- National Route 55 highlighted in red

Route information
- Length: 210.2 km (130.6 mi)
- Existed: 1 May 1962–present

Major junctions
- East end: National Route 11 / National Route 28 / National Route 192 in Tokushima
- National Route 195; National Route 193; National Route 493; National Route 32; National Route 56;
- West end: National Route 33 / National Route 194 in Kōchi

Location
- Country: Japan

Highway system
- National highways of Japan; Expressways of Japan;
| ← National Route 54 |  | → National Route 56 |

= Japan National Route 55 =

National highway in Japan

National Route 55 (国道55号, Kokudō Gojūgogō) is a national highway of Japan connecting the capitals of Tokushima and Kōchi prefectures, Tokushima and Kōchi in the island of Shikoku with a total length of 210.2 km.

==Route description==
National Route 55 spans much of the south side of Shikoku traveling southwest from Tokushima to Cape Muroto along the island's coast. At the cape the route changes direction following the coastline still, but to the northwest towards Kōchi. and there are almost no steep slopes or curves, so it is also used as a driving course. Most of the road runs parallel to the east branch of the Tosa Kaidō, a trade route established during the Yamato period. Near Anan National Route 55 runs along the coast, whereas the east branch of the Tosa Kaidō runs slightly inland. The scenic view zone along the route is also a typhoon-prone area, and traffic restrictions are often imposed from summer to autumn due to roadside collapses, falling rocks, and high waves. Traffic restrictions may also be put in place when a major tsunami warning is issued.

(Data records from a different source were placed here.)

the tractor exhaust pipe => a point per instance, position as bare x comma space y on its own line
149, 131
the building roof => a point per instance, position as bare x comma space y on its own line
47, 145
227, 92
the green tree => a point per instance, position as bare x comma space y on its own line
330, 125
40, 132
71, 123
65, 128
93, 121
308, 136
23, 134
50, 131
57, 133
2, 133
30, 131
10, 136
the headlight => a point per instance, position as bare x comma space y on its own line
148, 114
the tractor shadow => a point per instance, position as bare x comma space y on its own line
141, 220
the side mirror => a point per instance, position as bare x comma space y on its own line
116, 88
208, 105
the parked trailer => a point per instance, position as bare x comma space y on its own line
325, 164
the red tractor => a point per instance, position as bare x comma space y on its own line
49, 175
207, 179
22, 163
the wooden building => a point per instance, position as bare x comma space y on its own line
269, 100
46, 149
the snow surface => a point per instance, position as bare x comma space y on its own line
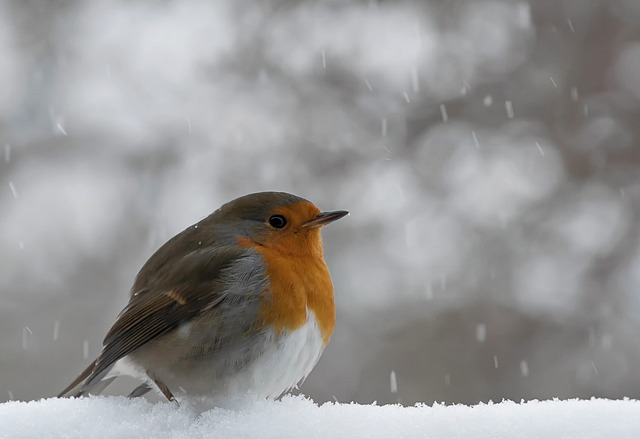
297, 416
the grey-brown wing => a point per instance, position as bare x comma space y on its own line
175, 296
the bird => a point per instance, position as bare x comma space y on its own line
240, 303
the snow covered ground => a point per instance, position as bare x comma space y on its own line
296, 416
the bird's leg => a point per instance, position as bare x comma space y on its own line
142, 389
164, 389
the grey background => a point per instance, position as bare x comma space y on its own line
487, 150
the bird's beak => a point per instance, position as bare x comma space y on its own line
324, 218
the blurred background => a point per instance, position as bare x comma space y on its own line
488, 152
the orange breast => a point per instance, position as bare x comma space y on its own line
298, 282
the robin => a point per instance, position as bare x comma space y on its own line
240, 302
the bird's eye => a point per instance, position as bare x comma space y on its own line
277, 221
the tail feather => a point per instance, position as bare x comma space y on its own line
94, 383
83, 376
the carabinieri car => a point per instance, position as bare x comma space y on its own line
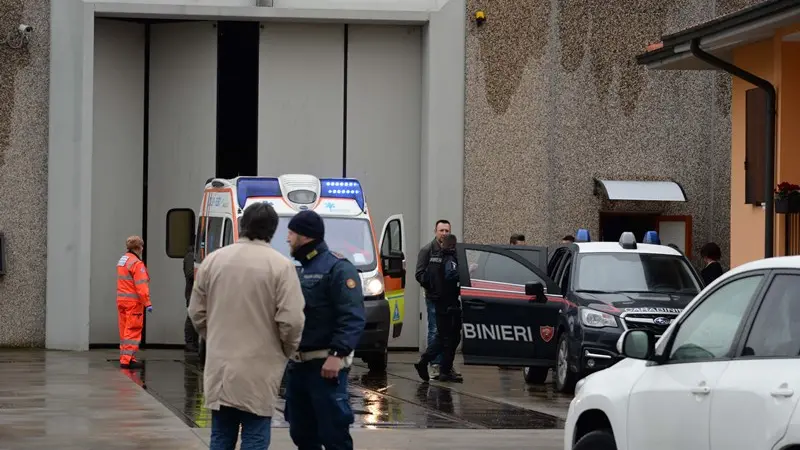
521, 308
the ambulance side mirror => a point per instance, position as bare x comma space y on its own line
180, 231
394, 264
536, 290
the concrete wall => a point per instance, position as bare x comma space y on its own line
117, 164
24, 81
555, 98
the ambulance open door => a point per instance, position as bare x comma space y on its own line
393, 261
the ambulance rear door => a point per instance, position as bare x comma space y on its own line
509, 320
393, 260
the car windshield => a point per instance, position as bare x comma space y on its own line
350, 237
635, 272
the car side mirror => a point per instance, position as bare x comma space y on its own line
536, 290
394, 264
637, 344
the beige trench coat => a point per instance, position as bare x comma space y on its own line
248, 305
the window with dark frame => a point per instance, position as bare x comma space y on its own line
755, 145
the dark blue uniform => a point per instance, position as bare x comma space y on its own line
448, 319
318, 409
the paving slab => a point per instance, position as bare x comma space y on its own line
82, 400
435, 439
68, 400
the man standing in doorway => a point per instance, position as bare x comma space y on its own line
317, 400
711, 255
248, 307
133, 298
430, 276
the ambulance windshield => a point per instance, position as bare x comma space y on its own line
352, 238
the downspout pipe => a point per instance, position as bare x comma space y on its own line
769, 148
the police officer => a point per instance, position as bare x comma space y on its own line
448, 318
317, 401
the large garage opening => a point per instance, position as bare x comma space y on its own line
178, 102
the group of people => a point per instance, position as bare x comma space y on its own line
262, 318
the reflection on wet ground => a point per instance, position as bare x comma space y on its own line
393, 400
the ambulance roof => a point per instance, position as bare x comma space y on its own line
291, 193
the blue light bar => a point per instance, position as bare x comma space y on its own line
651, 237
343, 188
256, 187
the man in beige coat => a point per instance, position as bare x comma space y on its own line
247, 305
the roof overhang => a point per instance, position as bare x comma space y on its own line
722, 35
654, 191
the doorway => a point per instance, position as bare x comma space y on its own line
612, 225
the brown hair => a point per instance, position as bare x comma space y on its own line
134, 243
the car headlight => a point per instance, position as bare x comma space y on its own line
372, 286
597, 319
579, 386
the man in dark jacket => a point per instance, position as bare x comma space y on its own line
317, 400
448, 317
711, 255
429, 261
189, 333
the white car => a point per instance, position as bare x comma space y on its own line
723, 375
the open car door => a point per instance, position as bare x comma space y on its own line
509, 319
393, 260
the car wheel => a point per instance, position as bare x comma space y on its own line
597, 440
377, 363
535, 375
565, 378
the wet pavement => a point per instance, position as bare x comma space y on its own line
396, 399
83, 400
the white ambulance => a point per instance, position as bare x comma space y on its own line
349, 231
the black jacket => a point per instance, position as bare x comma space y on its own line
711, 272
448, 302
429, 273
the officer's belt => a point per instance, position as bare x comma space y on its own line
321, 354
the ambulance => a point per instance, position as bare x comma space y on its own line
349, 231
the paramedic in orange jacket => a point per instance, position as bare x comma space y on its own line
133, 297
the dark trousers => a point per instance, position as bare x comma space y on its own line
448, 336
318, 409
189, 333
256, 430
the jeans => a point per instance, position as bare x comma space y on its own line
432, 331
318, 409
256, 430
189, 333
447, 340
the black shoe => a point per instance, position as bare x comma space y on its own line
450, 378
132, 365
422, 370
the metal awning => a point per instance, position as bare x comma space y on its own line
721, 35
653, 191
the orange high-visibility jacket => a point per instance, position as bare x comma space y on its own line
133, 282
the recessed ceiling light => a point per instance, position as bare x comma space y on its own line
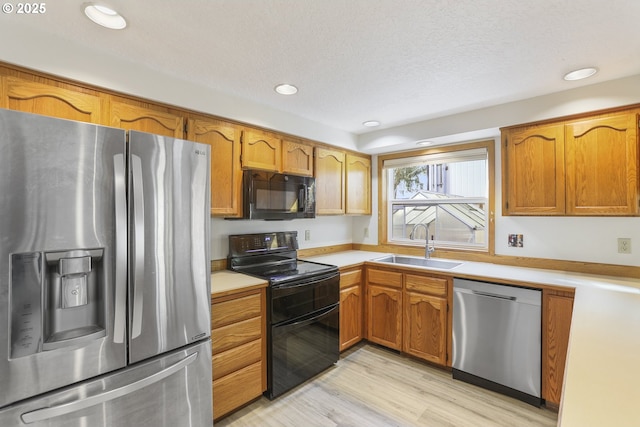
286, 89
424, 142
582, 73
104, 16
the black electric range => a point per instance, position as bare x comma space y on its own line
272, 256
303, 307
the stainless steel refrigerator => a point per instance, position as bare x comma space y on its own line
104, 276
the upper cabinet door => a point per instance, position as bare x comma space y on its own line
136, 117
48, 100
358, 185
330, 182
226, 174
602, 165
533, 170
261, 150
297, 158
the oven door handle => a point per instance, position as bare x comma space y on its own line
303, 321
303, 284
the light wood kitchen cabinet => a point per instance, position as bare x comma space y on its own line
133, 115
297, 157
384, 307
533, 170
226, 173
238, 328
583, 167
602, 165
358, 185
557, 307
351, 307
330, 182
425, 317
49, 100
261, 150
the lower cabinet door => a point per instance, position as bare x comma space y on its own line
425, 327
384, 307
350, 316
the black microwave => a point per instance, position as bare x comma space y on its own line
276, 196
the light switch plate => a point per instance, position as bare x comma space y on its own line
624, 245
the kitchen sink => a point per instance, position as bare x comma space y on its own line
420, 262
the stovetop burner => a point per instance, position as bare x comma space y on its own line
272, 256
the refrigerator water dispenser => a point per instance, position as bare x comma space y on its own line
74, 300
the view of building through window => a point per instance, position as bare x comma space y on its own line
448, 192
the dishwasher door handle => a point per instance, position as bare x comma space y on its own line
490, 295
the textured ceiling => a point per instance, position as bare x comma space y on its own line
396, 61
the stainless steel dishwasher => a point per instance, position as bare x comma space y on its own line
497, 338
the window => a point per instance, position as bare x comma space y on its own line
447, 190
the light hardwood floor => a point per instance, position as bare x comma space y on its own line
373, 386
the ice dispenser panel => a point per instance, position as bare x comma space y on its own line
26, 309
73, 298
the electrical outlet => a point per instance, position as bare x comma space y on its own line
624, 245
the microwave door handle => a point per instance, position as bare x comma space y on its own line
138, 241
301, 198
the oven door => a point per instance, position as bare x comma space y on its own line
300, 297
302, 348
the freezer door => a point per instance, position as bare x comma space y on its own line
169, 391
169, 208
62, 253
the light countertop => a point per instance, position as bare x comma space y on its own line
226, 282
602, 374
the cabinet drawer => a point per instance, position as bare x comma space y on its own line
233, 335
350, 278
235, 310
384, 278
428, 285
236, 358
236, 389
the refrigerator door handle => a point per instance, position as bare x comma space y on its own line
138, 242
120, 316
67, 408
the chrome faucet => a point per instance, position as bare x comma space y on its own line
427, 249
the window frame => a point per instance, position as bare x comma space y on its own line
383, 199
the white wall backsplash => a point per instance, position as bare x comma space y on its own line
585, 239
324, 231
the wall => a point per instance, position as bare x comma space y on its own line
576, 239
324, 231
566, 238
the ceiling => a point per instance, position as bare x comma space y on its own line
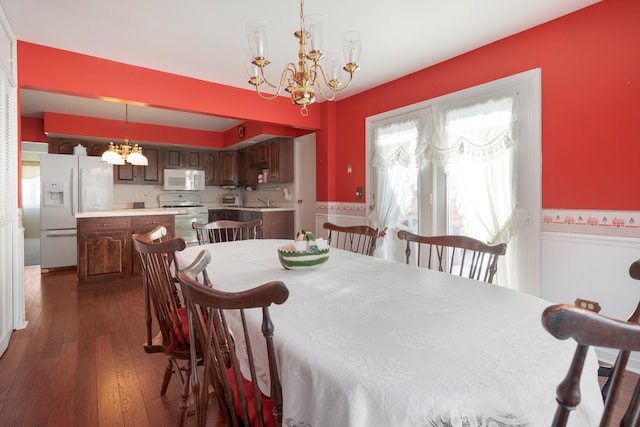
203, 39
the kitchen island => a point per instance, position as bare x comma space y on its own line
105, 251
277, 223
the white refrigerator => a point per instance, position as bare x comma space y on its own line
69, 184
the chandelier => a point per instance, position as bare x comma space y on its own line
119, 154
299, 79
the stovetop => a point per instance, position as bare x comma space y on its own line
184, 203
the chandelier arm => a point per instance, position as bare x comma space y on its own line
289, 68
326, 82
266, 97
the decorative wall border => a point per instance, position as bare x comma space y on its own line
342, 208
608, 223
580, 221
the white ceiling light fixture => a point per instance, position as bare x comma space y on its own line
119, 154
299, 78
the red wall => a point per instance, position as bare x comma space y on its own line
590, 63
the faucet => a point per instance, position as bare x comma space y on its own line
267, 202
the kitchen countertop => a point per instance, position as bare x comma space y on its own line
253, 209
126, 212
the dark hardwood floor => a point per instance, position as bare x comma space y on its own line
80, 360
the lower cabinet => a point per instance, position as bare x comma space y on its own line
105, 250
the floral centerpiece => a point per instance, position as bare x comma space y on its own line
304, 252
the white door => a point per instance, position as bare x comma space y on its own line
304, 196
11, 260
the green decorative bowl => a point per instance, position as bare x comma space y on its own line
291, 260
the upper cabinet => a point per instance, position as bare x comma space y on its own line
66, 145
228, 164
151, 174
222, 168
184, 158
212, 175
280, 160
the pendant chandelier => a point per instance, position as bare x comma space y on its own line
299, 79
119, 154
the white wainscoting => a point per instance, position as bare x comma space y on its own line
338, 219
592, 267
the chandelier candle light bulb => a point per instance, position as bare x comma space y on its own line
117, 155
299, 78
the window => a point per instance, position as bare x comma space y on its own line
471, 166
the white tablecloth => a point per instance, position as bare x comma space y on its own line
366, 342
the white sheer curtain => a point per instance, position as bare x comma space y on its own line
474, 147
397, 156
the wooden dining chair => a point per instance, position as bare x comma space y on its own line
459, 255
161, 287
157, 235
210, 311
227, 231
589, 329
355, 238
612, 372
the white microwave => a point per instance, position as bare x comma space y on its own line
183, 179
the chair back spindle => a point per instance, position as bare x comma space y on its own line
227, 231
355, 238
459, 255
211, 313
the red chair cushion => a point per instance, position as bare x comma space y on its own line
267, 404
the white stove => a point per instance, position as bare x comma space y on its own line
189, 210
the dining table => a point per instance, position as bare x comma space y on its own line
367, 342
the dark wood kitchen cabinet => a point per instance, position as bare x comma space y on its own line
212, 175
228, 164
184, 158
281, 160
105, 251
151, 174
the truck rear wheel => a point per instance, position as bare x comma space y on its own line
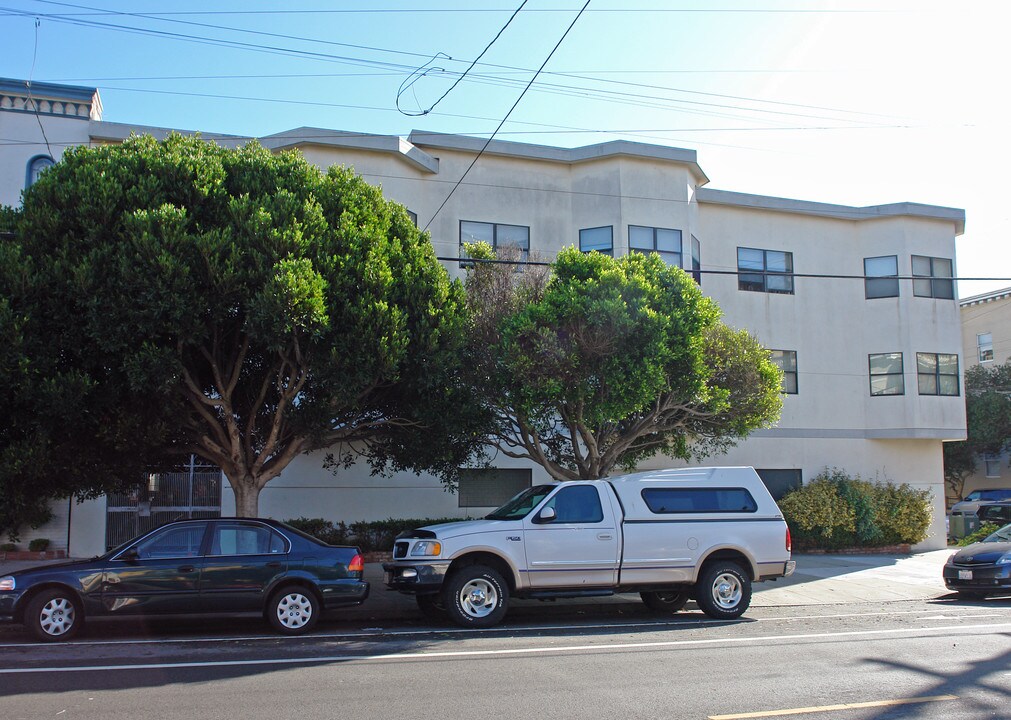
475, 597
665, 602
723, 591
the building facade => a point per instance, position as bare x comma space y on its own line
986, 340
857, 304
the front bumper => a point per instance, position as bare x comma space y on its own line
991, 579
414, 577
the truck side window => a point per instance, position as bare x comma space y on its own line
664, 501
579, 504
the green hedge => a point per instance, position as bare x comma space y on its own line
835, 511
372, 536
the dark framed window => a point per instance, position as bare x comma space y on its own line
491, 486
881, 276
985, 347
497, 235
937, 373
764, 271
599, 239
664, 242
887, 374
786, 360
779, 482
697, 260
578, 504
663, 501
932, 277
35, 166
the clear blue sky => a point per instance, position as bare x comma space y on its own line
860, 102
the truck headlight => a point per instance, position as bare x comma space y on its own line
427, 548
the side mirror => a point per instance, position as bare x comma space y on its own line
546, 516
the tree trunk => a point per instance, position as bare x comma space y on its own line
247, 497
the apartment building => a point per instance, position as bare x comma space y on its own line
857, 304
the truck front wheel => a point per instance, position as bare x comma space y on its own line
475, 597
723, 591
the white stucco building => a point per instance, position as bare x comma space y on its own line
857, 303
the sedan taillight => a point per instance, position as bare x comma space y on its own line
357, 563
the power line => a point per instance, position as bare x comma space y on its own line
491, 137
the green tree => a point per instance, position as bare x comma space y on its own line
177, 297
610, 361
988, 424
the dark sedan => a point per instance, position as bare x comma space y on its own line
200, 566
983, 567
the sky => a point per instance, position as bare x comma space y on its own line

Overall, the highway has a total length of 210.2 km.

==History==
On 18 May 1953 Secondary National Route 194 was established along what would become current-National Route 55 between Tokushima and Kōchi. It was upgraded to Primary National Route 55 on 1 May 1962. The designation for Secondary National Route 194 was then re-assigned to the current National Route 194 between the cities of Kōchi and Saijō.